"I got up that morning at 8:30 and looked outside and it was pitch black," said Jean Bauman, a retiree who lived in Paradise, California. "I went back into the bedroom and I said to my husband Jim, 'You've got to get out of bed.'"
At first, Jim and Jean were hoping the Camp Fire would be contained before reaching their small home – a secluded one-floor cottage nestled amongst towering California Foothill Pines.
"It was still three ridges over that morning," Jim recalled. "That's a long way away."
But the fire moved fast, devouring an acre of land – an entire football field – every second.
An hour later, fiery chunks of debris were pelting the couple's home.
"I went outside and the sky was glowing red all around us," Jim said. "We started grabbing pictures off the wall and got out of there."

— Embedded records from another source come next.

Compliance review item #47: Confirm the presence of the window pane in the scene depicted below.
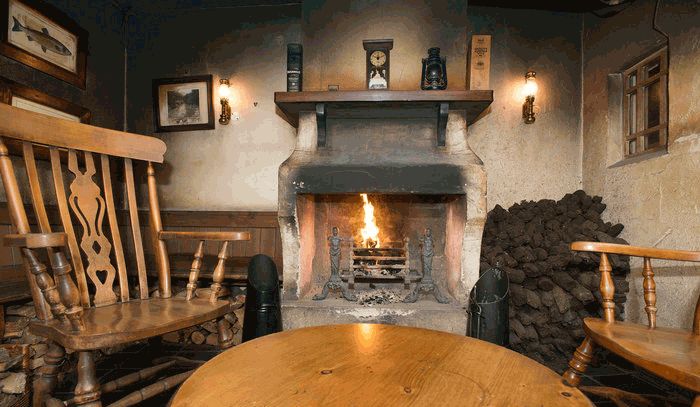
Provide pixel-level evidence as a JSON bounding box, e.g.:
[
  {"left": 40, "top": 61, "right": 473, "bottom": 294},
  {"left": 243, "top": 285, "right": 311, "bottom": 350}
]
[
  {"left": 646, "top": 59, "right": 661, "bottom": 78},
  {"left": 628, "top": 92, "right": 637, "bottom": 134},
  {"left": 628, "top": 72, "right": 637, "bottom": 87},
  {"left": 628, "top": 139, "right": 637, "bottom": 155},
  {"left": 646, "top": 131, "right": 660, "bottom": 149},
  {"left": 646, "top": 80, "right": 660, "bottom": 128}
]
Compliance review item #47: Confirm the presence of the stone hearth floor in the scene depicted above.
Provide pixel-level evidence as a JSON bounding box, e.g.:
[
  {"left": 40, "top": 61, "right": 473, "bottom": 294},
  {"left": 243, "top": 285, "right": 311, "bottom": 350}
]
[{"left": 53, "top": 340, "right": 693, "bottom": 406}]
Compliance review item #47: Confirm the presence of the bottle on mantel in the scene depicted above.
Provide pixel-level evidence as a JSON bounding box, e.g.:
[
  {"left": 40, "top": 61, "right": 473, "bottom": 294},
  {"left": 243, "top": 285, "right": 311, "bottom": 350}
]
[{"left": 287, "top": 43, "right": 303, "bottom": 92}]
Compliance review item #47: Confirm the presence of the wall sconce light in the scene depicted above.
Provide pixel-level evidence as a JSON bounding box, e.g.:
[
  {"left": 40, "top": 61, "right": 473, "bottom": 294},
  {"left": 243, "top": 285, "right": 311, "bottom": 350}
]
[
  {"left": 522, "top": 71, "right": 537, "bottom": 124},
  {"left": 219, "top": 78, "right": 231, "bottom": 125}
]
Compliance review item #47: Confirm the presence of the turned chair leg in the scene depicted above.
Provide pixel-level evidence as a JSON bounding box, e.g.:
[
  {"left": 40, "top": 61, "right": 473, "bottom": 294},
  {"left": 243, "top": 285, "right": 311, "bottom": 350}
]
[
  {"left": 217, "top": 317, "right": 234, "bottom": 349},
  {"left": 562, "top": 336, "right": 595, "bottom": 387},
  {"left": 74, "top": 351, "right": 101, "bottom": 407},
  {"left": 33, "top": 341, "right": 65, "bottom": 406}
]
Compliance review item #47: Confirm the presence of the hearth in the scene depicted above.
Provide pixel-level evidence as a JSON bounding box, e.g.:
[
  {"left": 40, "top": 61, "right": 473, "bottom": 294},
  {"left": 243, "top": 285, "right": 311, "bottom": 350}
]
[{"left": 275, "top": 90, "right": 493, "bottom": 334}]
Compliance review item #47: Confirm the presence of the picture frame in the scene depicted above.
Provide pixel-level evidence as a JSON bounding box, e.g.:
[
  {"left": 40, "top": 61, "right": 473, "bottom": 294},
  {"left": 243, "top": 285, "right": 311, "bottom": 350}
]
[
  {"left": 0, "top": 76, "right": 90, "bottom": 158},
  {"left": 0, "top": 76, "right": 90, "bottom": 122},
  {"left": 0, "top": 0, "right": 88, "bottom": 89},
  {"left": 152, "top": 75, "right": 215, "bottom": 133}
]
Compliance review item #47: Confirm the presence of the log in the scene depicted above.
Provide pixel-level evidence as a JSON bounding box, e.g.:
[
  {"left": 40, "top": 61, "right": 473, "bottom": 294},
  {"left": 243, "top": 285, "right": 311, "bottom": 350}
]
[
  {"left": 205, "top": 333, "right": 219, "bottom": 346},
  {"left": 190, "top": 331, "right": 206, "bottom": 345}
]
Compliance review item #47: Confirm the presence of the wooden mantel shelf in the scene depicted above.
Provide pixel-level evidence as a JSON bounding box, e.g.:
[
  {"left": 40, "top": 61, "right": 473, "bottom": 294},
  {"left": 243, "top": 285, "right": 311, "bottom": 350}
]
[{"left": 274, "top": 90, "right": 493, "bottom": 147}]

On November 8, 2018, the Camp Fire incinerated nearly all of Paradise, including the Bauman's home.
The inferno left nothing but brick chimneys and charred sludge in its wake; the once-green rolling hills yellowed and ashen.

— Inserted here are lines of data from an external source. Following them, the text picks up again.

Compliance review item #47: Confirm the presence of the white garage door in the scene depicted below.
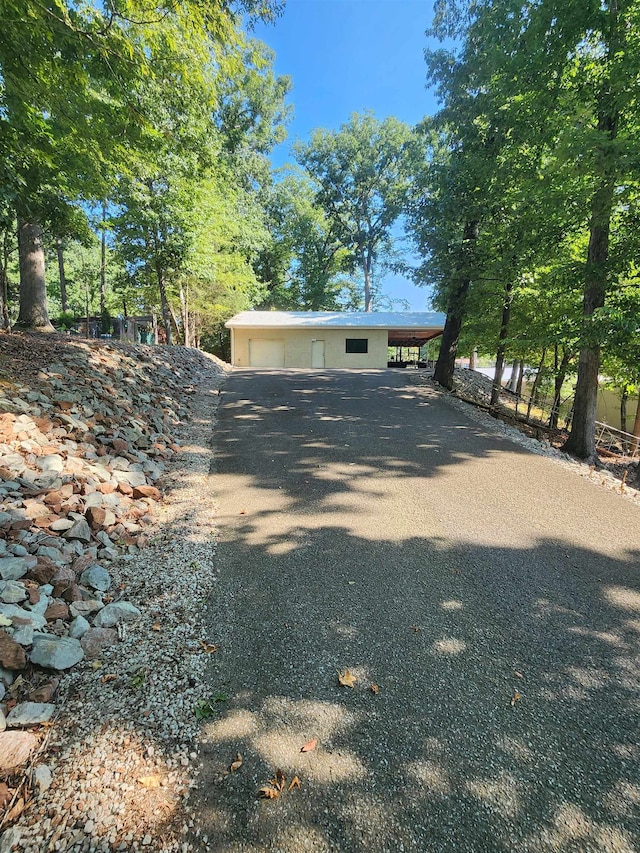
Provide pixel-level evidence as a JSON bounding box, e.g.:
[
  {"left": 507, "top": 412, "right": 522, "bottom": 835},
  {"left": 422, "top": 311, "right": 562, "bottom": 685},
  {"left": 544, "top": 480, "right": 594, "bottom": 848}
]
[{"left": 249, "top": 339, "right": 285, "bottom": 368}]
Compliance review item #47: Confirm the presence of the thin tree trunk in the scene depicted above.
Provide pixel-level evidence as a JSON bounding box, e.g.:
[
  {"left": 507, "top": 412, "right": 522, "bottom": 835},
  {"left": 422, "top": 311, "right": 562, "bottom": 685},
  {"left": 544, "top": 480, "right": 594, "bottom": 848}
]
[
  {"left": 169, "top": 303, "right": 181, "bottom": 345},
  {"left": 631, "top": 397, "right": 640, "bottom": 456},
  {"left": 515, "top": 360, "right": 525, "bottom": 397},
  {"left": 549, "top": 349, "right": 571, "bottom": 430},
  {"left": 469, "top": 348, "right": 477, "bottom": 370},
  {"left": 527, "top": 349, "right": 546, "bottom": 420},
  {"left": 490, "top": 280, "right": 513, "bottom": 406},
  {"left": 507, "top": 358, "right": 519, "bottom": 393},
  {"left": 85, "top": 279, "right": 90, "bottom": 338},
  {"left": 100, "top": 202, "right": 107, "bottom": 320},
  {"left": 434, "top": 220, "right": 479, "bottom": 390},
  {"left": 180, "top": 285, "right": 190, "bottom": 348},
  {"left": 0, "top": 230, "right": 11, "bottom": 329},
  {"left": 56, "top": 238, "right": 69, "bottom": 313},
  {"left": 363, "top": 250, "right": 373, "bottom": 312},
  {"left": 156, "top": 263, "right": 172, "bottom": 346},
  {"left": 15, "top": 219, "right": 54, "bottom": 332},
  {"left": 620, "top": 388, "right": 628, "bottom": 435}
]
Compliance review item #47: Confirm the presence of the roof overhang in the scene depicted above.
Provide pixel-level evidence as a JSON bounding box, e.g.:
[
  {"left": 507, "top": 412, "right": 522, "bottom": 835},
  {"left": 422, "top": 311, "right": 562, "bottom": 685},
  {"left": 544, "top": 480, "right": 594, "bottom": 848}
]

"We lost fifty years of everything in that house," Jean said. "It's numbing."
Since the fire, Jim and Jean have been living in an apartment about 90 miles from Paradise – and they're essentially starting from scratch.

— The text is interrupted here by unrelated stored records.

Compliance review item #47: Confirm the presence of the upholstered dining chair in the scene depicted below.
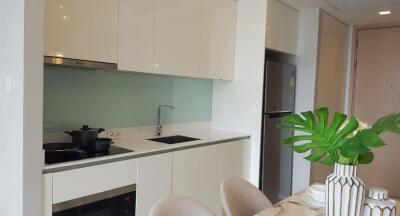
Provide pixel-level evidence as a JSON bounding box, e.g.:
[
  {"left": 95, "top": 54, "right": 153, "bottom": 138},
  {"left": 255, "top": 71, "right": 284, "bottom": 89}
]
[
  {"left": 149, "top": 195, "right": 215, "bottom": 216},
  {"left": 220, "top": 177, "right": 273, "bottom": 216}
]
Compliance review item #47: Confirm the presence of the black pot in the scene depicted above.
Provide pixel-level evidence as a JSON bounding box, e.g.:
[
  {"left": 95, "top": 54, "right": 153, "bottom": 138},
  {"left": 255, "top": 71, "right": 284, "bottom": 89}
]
[
  {"left": 89, "top": 138, "right": 112, "bottom": 152},
  {"left": 65, "top": 125, "right": 105, "bottom": 149}
]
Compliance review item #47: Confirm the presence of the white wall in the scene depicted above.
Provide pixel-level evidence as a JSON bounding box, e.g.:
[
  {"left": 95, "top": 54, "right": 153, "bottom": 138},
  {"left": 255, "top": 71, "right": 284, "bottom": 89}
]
[
  {"left": 211, "top": 0, "right": 267, "bottom": 185},
  {"left": 292, "top": 8, "right": 320, "bottom": 193},
  {"left": 0, "top": 0, "right": 43, "bottom": 215}
]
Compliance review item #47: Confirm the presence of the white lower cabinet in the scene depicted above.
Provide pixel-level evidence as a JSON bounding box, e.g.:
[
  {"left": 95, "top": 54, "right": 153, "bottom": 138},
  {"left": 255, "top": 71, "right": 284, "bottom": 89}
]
[
  {"left": 53, "top": 159, "right": 137, "bottom": 204},
  {"left": 215, "top": 140, "right": 249, "bottom": 216},
  {"left": 43, "top": 173, "right": 53, "bottom": 216},
  {"left": 43, "top": 138, "right": 249, "bottom": 216},
  {"left": 172, "top": 139, "right": 249, "bottom": 215},
  {"left": 172, "top": 145, "right": 219, "bottom": 212},
  {"left": 136, "top": 153, "right": 173, "bottom": 216}
]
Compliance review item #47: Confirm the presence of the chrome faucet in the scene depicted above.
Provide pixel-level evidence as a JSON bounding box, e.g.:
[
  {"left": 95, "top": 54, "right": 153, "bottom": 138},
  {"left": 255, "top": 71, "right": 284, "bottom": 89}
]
[{"left": 156, "top": 105, "right": 175, "bottom": 136}]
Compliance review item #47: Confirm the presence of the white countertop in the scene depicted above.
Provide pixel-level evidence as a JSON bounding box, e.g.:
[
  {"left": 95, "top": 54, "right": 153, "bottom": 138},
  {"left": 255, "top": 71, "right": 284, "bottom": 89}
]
[{"left": 43, "top": 129, "right": 250, "bottom": 173}]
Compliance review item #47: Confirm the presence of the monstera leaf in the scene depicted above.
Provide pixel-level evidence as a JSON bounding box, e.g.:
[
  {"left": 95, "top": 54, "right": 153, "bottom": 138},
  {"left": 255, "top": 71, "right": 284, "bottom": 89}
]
[
  {"left": 280, "top": 108, "right": 400, "bottom": 166},
  {"left": 340, "top": 112, "right": 400, "bottom": 164},
  {"left": 372, "top": 112, "right": 400, "bottom": 134},
  {"left": 279, "top": 107, "right": 359, "bottom": 165}
]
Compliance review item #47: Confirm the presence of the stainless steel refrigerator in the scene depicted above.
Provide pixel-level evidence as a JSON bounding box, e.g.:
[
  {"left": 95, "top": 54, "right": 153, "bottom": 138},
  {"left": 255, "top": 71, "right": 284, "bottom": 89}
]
[{"left": 260, "top": 61, "right": 296, "bottom": 204}]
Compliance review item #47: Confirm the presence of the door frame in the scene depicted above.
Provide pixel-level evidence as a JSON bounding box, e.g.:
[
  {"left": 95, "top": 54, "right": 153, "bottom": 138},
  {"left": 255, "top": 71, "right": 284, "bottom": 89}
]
[{"left": 348, "top": 22, "right": 400, "bottom": 115}]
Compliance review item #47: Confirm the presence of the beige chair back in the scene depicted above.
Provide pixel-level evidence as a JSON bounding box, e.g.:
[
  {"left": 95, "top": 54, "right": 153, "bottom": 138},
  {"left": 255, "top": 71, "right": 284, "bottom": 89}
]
[
  {"left": 220, "top": 177, "right": 272, "bottom": 216},
  {"left": 149, "top": 195, "right": 215, "bottom": 216}
]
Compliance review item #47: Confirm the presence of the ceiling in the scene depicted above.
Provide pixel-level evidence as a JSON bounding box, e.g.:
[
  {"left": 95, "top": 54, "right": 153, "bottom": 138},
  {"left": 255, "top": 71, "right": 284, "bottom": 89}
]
[
  {"left": 281, "top": 0, "right": 400, "bottom": 25},
  {"left": 325, "top": 0, "right": 400, "bottom": 10}
]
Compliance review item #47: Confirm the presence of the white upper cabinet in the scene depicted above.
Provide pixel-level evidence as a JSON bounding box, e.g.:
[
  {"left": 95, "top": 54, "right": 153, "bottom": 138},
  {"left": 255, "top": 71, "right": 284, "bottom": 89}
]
[
  {"left": 153, "top": 0, "right": 203, "bottom": 77},
  {"left": 45, "top": 0, "right": 237, "bottom": 79},
  {"left": 201, "top": 0, "right": 237, "bottom": 80},
  {"left": 266, "top": 0, "right": 299, "bottom": 55},
  {"left": 118, "top": 0, "right": 155, "bottom": 72},
  {"left": 44, "top": 0, "right": 118, "bottom": 63}
]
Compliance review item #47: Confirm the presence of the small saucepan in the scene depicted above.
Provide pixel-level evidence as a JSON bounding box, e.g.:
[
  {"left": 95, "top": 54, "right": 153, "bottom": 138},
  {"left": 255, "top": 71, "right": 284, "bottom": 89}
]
[
  {"left": 65, "top": 125, "right": 105, "bottom": 149},
  {"left": 88, "top": 138, "right": 113, "bottom": 152}
]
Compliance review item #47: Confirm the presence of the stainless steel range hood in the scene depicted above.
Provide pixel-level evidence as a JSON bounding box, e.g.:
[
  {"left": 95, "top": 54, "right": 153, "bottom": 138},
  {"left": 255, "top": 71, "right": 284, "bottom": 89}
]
[{"left": 44, "top": 56, "right": 118, "bottom": 70}]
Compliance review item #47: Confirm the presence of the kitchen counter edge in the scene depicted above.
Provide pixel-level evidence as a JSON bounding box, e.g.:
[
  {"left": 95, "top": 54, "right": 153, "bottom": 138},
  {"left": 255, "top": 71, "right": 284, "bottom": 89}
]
[{"left": 43, "top": 135, "right": 250, "bottom": 174}]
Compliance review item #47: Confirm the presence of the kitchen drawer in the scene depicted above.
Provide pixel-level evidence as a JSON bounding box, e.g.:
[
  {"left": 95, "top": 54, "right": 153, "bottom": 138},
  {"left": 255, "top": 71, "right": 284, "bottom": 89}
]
[{"left": 53, "top": 159, "right": 137, "bottom": 204}]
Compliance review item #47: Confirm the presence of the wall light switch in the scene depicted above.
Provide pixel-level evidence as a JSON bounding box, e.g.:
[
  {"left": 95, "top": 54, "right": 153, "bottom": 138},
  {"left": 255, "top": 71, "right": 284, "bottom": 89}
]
[{"left": 5, "top": 77, "right": 13, "bottom": 94}]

"We've been retired for about a year and we have fire insurance," Jim said. "But we never expected something like this to happen. We didn't really have a Plan B."
As the couple navigates insurance to begin rebuilding their house, they're finding that there are far more out-of-pocket expenses than they'd ever imagined.
"There are a lot of bills that aren't covered by insurance," Jim said. "For example, we have to keep paying our water bill at the house even though there's nothing there."
And despite having some savings and never needing help before, the couple recently reached out for assistance after losing everything.
The Food Bank of Contra Costa and Solano, a member of the Feeding America network, was there. After the fire, the food bank began a mobile food distribution just a few miles from Paradise.
"It's nice coming to a place like this where people are actually just trying to help us," Jean said.
Jim and Jean have a long road ahead of them. After clearing their land, getting insurance approvals and confirming their property is safe, it could be 10 years before they can rebuild their home. But they are resilient. And they're in it for the long haul.
"Anything that we can save on food will help us rebuild our home faster," Jim said. "This food is a gift. It's uplifting. It gives us hope."